Semarang—ID Humanity Dompet Dhuafa melalui Disaster Management Center (DMC) dan Wahana Lingkungan Hidup Indonesia (WALHI) Jawa Tengah meluncurkan program Kawasan Pemulihan Pesisir (KPP) di Desa Tambakrejo, Kecamatan Semarang Utara, Kota Semarang, Jawa Tengah, pada Kamis (27/2/2025).
Fokus program KPP di pesisir utara Jawa Tengah ini mencakup tiga daerah, di antaranya Tambakrejo, Bedono dan Batang. Kawasan pesisir di tiga daerah tersebut mengalami degradasi lingkungan yang cukup parah akibat krisis iklim.
Keberadaan aktivitas industri dari berbagai perusahaan besar yang memancang ruang operasi produksinya di kawasan pesisir memperburuk keadaan yang sudah buruk.

Program KPP ini ditujukan untuk mengatasi persoalan degradasi lingkungan tersebut, terutama memulihkan ekosistem pesisir, dan mendorong masyarakat pesisir sebagai terdampak mampu beradaptasi dari perubahan ruang hidupnya akibat krisis iklim.
Ahmad Baikhaki, Kepala Bagian Lingkungan DMC Dompet Dhuafa menjelaskan program KPP ini merupakan bentuk kontribusi dari Dompet Dhuafa dalam pemulihan ekosistem pesisir yang mengalami krisis iklim dan berdampak pada kehidupan warga pesisir.
Menurut Baikhaki, krisis iklim punya daya rusak yang sama besar terhadap kehidupan warga pesisir sebagaimana daya rusak yang disebabkan bencana alam terhadap kehidupan manusia secara langsung.
“Suatu wilayah yang terdampak krisis iklim punya jenis bencana yang pelan-pelan terjadi dan kemudian sekian tahun baru terasa, misal bencana itu seperti banjir rob, abrasi dan lain sebagainya. Kalau di laut itu misalnya cuaca ekstrem semakin sering terjadi,” ucap Baikhaki dalam acara peluncuran program KPP.

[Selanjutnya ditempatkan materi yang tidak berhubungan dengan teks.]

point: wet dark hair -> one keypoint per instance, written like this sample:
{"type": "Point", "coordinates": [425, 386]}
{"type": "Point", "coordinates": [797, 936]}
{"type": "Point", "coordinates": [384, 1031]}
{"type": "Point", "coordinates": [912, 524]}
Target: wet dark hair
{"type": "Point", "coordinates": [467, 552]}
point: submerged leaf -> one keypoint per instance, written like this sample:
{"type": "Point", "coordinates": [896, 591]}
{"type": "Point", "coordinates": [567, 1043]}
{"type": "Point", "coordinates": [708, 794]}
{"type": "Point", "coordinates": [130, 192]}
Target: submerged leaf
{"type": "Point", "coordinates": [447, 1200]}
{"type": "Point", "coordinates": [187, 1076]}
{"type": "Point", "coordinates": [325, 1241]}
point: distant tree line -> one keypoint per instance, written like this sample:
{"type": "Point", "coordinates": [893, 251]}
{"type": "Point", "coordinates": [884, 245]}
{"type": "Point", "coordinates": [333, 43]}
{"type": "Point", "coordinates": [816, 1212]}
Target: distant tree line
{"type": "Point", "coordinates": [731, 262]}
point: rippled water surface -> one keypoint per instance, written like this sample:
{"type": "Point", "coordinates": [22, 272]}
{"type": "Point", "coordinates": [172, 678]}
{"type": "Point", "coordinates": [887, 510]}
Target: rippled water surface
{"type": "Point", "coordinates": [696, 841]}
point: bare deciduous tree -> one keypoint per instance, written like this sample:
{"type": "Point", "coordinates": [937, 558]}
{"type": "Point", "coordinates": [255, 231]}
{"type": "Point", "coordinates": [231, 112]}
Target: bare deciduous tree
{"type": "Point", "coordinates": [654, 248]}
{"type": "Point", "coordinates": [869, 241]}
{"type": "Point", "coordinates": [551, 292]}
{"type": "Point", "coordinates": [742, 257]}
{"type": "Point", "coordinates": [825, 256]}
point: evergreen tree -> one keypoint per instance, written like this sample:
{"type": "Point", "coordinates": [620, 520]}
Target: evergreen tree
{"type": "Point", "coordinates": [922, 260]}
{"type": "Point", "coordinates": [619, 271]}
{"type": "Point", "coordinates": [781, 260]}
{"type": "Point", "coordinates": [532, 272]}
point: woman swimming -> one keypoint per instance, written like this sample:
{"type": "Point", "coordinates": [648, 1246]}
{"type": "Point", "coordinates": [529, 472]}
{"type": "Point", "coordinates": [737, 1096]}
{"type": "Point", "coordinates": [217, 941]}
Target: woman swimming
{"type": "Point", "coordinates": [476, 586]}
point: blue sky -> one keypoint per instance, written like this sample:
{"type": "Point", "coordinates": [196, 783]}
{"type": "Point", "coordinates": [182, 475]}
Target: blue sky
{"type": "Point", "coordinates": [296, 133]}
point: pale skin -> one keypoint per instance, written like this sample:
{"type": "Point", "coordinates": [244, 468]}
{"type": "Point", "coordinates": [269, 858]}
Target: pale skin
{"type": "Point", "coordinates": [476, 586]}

“Dompet Dhuafa dalam program KPP ini berkontribusi terhadap pemulihan pesisir utara Jawa. Dalam hal ini kontribusinya ada di aspek lingkungan, yaitu bagaimana kami memulihkan ekosistem mangrove,” lanjutnya.
Baikhaki mengatakan dengan terjaganya ekosistem mangrove di pesisir mampu menciptakan kembali habitat hewan-hewan laut. Hal ini menjadi ihwal positif untuk penghidupan nelayan.
Selain itu, keberadaan ekosistem mangrove di pesisir bisa menjadi perisai alami daratan dari terjangan abrasi dan rob yang kerap kali menjadi momok warga sekitar pesisir.
“Jadi spirit kami adalah menjaga mangrove yang tersisa itu yang kini terancam akibat industri dan tata kelola ruang yang tidak baik,” terang Baikhaki.

Selain itu, Baikhaki menerangkan fokus lain dari program KPP di pesisir utara Jawa Tengah ini adalah menyokong kemampuan adaptasi masyarakat pesisir menghadapi krisis iklim ini.
“Kita juga berusaha berkontribusi dalam aspek adaptasi masyarakat. Kita mendorong masyarakat untuk lebih tangguh lagi. Daya lentingnya lebih kuat lagi dengan cara kita kuatkan kemampuan ekonomi kelompok masyarakat pesisir,” ucap Baikhaki.
Akibat ramainya aktivitas industri di sekitar pesisir Tambakrejo, ikan-ikan menjadi sulit untuk dicari. Hal ini membuat para nelayan Tambakrejo beradaptasi pada penangkapan hasil laut, terutama kerang hijau, menggunakan rumpon (alat bantu penangkapan ikan yang dibuat menyerupai karang alami untuk menarik ikan berkumpul).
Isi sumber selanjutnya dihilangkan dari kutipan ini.